Coop roule pour l’étranger

Un magazine encarté dans le journal de la Coop. Une page sur les accords viande et vin pour les grillades estivales. Je me jette sur l’article, curieux des propositions qui seront faites. Et là, surprise. Sur les 10 bouteilles en photo, aucun vin valaisan, très peu de crus helvétiques (Neuchâtel, Vaud et Tessin ont tout de même droit à une mention). Et même dans les suggestions uniquement écrites, les vins suisses n’ont pas davantage droit au chapitre.

C’est dire que Coop roule d’abord pour les vins étrangers. Ce n’est pas une surprise, juste une déception de plus face à l’attitude des grands distributeurs qui, logique du marché oblige, privilégient les vins qui leur permettent de dégager les plus grosses marges commerciales. Pas question de de suggérer un Cornalin ou une Humagne rouge avec une pièce de boeuf. Pas davantage de Petite Arvine ou de Païen avec du poisson. Non, un Bordeaux blanc fera l’affaire ou à défaut, un Chablis, un Albarino ou un Chardonnay. Pour qu’on ne risque pas de prendre un Chardonnay suisse, on précise bien qu’il doit venir du Nouveau Monde. Celui ou les ouvriers sont payés au lance-pierre et ou tout est permis en matière de vinification.
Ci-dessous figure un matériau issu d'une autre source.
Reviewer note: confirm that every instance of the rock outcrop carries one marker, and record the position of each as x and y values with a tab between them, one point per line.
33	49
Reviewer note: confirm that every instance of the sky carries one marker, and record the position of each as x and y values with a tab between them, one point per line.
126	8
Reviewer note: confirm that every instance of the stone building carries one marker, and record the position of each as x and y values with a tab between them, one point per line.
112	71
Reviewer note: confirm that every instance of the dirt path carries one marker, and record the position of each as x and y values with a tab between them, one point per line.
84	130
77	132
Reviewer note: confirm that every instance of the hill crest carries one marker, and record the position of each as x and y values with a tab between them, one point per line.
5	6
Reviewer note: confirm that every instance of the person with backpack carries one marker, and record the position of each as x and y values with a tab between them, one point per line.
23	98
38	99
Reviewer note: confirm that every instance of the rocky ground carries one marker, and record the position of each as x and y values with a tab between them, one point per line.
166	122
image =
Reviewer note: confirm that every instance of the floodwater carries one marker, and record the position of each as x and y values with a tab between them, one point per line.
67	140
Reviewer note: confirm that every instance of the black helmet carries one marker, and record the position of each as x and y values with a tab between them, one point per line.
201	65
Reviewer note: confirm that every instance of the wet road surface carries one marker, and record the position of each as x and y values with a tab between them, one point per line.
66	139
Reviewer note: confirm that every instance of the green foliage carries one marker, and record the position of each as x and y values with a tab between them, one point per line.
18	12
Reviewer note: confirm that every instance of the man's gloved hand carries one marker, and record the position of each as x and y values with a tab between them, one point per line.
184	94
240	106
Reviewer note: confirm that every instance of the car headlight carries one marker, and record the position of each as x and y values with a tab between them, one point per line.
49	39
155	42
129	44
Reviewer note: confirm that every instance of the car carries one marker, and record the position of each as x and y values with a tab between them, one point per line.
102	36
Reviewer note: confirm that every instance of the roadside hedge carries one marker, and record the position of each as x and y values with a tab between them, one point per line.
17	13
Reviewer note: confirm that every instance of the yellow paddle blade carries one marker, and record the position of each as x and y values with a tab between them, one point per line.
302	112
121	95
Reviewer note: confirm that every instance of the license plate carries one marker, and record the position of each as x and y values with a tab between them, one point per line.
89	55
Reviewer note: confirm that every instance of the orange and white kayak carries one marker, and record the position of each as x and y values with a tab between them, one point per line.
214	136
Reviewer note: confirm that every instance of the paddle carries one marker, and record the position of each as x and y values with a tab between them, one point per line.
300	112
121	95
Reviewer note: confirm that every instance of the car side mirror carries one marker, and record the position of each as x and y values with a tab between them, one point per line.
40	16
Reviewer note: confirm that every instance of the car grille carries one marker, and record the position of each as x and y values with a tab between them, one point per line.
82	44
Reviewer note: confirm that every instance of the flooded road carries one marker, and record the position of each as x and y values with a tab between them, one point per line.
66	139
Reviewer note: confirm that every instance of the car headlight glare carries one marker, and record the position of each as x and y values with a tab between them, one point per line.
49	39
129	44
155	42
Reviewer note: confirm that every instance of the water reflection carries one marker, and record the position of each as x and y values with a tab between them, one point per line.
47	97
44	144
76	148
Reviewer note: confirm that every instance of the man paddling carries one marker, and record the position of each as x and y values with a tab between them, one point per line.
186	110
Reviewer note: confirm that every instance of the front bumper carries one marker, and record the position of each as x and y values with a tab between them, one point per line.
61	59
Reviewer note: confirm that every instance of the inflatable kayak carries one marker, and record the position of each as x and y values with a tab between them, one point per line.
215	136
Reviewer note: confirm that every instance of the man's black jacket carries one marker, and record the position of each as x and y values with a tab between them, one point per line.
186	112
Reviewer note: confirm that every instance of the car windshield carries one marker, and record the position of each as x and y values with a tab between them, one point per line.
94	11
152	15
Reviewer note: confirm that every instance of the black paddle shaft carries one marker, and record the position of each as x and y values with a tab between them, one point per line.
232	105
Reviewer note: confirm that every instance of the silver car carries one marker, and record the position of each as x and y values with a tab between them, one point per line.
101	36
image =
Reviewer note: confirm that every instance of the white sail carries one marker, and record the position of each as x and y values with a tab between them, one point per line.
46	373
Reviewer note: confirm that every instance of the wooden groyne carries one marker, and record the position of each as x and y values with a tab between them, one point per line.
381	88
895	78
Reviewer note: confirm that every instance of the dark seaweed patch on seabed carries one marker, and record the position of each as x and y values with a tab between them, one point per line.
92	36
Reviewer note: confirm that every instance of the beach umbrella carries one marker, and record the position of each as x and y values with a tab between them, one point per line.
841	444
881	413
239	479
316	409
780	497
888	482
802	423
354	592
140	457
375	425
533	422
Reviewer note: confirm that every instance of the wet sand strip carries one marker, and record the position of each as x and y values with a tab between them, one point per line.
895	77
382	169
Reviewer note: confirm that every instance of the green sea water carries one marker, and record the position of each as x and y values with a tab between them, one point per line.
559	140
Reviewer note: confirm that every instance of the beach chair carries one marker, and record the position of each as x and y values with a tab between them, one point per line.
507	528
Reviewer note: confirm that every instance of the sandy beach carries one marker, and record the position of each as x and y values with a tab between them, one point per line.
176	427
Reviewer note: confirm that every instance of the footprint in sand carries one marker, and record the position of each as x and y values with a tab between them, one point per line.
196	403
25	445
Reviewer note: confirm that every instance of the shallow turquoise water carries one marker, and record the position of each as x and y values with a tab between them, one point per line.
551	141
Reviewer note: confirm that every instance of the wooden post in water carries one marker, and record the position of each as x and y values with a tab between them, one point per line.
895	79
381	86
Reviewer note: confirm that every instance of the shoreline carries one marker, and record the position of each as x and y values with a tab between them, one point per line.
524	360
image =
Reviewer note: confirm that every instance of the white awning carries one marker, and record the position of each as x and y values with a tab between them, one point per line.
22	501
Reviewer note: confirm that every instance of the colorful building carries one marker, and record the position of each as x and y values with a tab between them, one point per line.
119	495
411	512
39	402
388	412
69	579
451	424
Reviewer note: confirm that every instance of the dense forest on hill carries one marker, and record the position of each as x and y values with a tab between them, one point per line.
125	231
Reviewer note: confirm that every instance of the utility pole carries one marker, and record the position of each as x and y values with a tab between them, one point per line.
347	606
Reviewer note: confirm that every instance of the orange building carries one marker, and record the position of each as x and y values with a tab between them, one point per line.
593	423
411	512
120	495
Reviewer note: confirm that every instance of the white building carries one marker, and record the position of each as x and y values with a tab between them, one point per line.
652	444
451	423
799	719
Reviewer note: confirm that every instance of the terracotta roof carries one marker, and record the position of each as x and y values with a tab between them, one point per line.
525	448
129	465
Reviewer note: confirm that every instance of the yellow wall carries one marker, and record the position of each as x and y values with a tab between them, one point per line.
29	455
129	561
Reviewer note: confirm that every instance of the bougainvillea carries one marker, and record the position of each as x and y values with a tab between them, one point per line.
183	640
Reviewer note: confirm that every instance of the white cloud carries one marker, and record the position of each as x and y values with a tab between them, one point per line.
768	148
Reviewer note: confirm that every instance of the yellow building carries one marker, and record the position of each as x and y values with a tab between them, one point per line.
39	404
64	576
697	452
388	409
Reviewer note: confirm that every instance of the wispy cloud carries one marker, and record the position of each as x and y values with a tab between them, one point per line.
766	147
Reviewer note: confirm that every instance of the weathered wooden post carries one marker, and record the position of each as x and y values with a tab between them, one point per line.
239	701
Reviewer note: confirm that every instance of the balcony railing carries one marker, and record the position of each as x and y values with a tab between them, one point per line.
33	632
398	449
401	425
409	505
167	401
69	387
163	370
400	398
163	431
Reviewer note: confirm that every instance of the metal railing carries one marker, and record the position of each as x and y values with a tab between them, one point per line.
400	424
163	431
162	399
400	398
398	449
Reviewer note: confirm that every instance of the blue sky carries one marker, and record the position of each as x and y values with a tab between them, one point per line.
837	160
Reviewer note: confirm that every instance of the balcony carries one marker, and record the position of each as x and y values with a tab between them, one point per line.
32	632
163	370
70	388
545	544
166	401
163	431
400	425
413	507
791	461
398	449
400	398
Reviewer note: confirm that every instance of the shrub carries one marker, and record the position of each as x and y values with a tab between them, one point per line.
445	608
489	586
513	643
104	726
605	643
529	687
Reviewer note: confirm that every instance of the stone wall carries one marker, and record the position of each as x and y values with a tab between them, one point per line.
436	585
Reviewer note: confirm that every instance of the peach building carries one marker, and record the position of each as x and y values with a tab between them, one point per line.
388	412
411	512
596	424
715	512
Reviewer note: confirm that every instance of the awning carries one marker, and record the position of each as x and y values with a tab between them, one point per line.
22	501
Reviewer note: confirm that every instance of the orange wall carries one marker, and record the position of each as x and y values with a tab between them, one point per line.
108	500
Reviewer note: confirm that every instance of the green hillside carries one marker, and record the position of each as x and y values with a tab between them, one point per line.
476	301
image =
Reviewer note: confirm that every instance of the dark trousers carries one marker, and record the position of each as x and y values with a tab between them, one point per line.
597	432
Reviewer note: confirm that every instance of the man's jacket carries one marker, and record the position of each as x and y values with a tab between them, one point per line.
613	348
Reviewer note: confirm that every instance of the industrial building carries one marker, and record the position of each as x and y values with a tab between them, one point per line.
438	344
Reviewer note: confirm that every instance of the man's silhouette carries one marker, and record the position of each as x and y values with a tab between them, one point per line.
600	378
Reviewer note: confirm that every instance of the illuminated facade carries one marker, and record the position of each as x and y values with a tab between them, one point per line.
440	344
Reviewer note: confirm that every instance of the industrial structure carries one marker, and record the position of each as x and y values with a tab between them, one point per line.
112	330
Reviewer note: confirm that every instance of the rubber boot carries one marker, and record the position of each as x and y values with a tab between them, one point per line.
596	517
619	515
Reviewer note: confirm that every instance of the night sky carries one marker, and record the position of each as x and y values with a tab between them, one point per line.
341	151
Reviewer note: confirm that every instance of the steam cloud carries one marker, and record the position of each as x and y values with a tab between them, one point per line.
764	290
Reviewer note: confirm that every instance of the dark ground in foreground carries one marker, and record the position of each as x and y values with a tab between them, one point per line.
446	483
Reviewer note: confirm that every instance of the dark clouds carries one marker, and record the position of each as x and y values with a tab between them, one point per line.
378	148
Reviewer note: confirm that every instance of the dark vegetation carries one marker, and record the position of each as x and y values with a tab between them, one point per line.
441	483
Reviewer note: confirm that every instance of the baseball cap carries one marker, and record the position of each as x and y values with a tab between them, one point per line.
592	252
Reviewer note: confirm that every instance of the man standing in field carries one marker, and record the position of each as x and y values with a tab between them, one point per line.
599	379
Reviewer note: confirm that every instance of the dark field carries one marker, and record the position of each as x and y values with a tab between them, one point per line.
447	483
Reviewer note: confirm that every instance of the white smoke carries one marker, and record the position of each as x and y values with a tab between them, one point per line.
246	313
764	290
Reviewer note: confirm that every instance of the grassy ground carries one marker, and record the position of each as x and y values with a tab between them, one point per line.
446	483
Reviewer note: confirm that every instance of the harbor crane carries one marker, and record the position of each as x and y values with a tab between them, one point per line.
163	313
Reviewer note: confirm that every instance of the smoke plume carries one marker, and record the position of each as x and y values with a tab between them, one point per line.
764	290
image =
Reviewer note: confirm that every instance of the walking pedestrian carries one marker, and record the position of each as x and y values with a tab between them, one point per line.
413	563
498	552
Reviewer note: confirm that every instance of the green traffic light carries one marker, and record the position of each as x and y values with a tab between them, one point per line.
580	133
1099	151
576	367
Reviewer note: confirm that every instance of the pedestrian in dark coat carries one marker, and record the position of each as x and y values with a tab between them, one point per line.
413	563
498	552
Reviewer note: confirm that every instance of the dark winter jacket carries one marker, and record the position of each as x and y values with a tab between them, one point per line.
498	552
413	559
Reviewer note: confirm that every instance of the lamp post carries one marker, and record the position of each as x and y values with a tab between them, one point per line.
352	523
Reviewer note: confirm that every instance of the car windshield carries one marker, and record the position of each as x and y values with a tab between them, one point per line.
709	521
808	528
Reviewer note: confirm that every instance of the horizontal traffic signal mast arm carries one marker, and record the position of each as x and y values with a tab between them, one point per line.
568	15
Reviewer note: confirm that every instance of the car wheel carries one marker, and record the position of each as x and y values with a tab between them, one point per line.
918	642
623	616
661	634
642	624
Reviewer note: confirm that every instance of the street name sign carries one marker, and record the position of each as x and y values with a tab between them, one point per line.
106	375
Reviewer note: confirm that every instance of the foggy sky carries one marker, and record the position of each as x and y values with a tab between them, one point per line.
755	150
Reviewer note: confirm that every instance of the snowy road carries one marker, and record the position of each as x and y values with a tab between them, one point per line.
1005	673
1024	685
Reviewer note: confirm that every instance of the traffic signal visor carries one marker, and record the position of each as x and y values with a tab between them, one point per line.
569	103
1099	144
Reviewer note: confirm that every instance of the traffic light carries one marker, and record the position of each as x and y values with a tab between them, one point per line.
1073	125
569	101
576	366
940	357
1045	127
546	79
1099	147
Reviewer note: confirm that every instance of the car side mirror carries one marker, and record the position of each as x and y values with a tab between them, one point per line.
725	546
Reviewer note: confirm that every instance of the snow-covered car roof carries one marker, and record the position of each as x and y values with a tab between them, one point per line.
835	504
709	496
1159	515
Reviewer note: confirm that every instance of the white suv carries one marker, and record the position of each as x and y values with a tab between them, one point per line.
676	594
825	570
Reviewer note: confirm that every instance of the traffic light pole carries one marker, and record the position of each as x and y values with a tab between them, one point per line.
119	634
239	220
La parole est maintenant au consommateur.

Coop

About Paul Vetter

Paul Vetter, journaliste spécialisé dans le domaine vitivinicole pour la chaîne de télévision valaisanne Canal9. Ce blog n'engage cependant pas la chaîne.

4 Responses to “Coop roule pour l’étranger”

  1. Bertrand Gabioud | 7 mai 2013 at 21 h 50 min #

    En contradiction avec la politique des grandes surfaces, l’ouverture prochaine d’un espace commercial exclusivement consacré aux vins et fromages du Valais à Martigny-Croix…
    au plaisir de vous y accueillir…
    Salutations, Bertrand

  2. Julbul | 8 mai 2013 at 18 h 09 min #

    Est-ce que ça ne serait pas aux Interprofession et aux société de promotion de faire en sorte que les grandes surfaces suisses fassent de la publicité pour les vins suisses ! Plutôt que des affiches qui n’inspirent personne et des discours qui ne servent à rien ?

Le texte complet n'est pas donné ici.